Here my last words, and the most baffling

  • It is not obvious which words Whitman is calling his “last.” This is not the last poem in Leaves of Grass or even in Calamus, so it does not seem that he is referring only to this poem. He may be indicating the whole Calamus cluster: the poems in which he claims that he will tell us the secret of his nights and days but that there is something terrible that he dares not put into words. However ambiguous, they are his “last words” in the sense of being his most important confession.

  • By calling them “leaves,” Whitman invites us to compare the “frail” Calamus poems to the rest of Leaves of Grass. To be frail is to be easily broken or destroyed; easily led into evil; slight or insubstantial; or physically weak. The Calamus poems are short and slight compared to other Whitman poems, especially his most famous long poems; they are less “substantial” because of their more personal, lyrical bent and (sometime) disavowal of a bardic role; and they are shadowed by a sense of serpentine sin. They portray the poet, and humanity in general, as ethically, spiritually, and physically frail, as in “Not heaving from my ribbed breast only,” with its sighs, cries, and broken oaths. Often, he appears to himself as nothing more than a “shadow likeness.” Unlike the fertility god, triumphant bard, or macho “rough,” the poet in Calamus can be weak, receptive, and dependent on the love of others for his contentment.

  • These leaves are the frailest, and yet they are they are the “longest” and “strongest” lasting. Whitman stakes a claim for Calamus as his most vital, enduring work, not in spite of its frailty but because of it. In Calamus he “shades down and hides” his thoughts, afraid of “exposing” himself indecently. He relies more on ambiguity and symbolism, and he emphasizes feelings over thoughts. His lyrical feelings about love, friendship, and death “cast into the shade” his more didactic pronouncements.

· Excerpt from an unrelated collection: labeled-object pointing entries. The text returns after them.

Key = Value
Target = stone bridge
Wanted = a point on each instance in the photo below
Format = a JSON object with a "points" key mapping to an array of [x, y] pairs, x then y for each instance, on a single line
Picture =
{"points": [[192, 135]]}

  • The most common source of shade on a hot day is a tree. Shade is what leaves do for humans. By contrast, to “expose” a human baby means to abandon it to its death; to “expose” people’s secrets is to injure them; to “expose” a person to illness or danger is wrong and indecent. To “shade down” thoughts is to not just to darken them; it is also to relieve (re-leaf) them and help them flourish. Once thoughts have been shaded down, then they can be “exposed” in the positive sense: brought to light, made known, exhibited for public veneration, displayed, offered for sale to a willing public.

  • Whitman does not expose himself; rather, his poems expose him. That helps to explain why he can claim that his Calamus poems are the frailest and yet strongest-lasting: because he has allowed his poems to dominate and overshadow his conscious, intentional self and thus reveal his frailty. Instead of pulling poems into service of his bardic program, he has let the poems pull him into service of their lyrical mission: to say indirectly what he cannot say directly.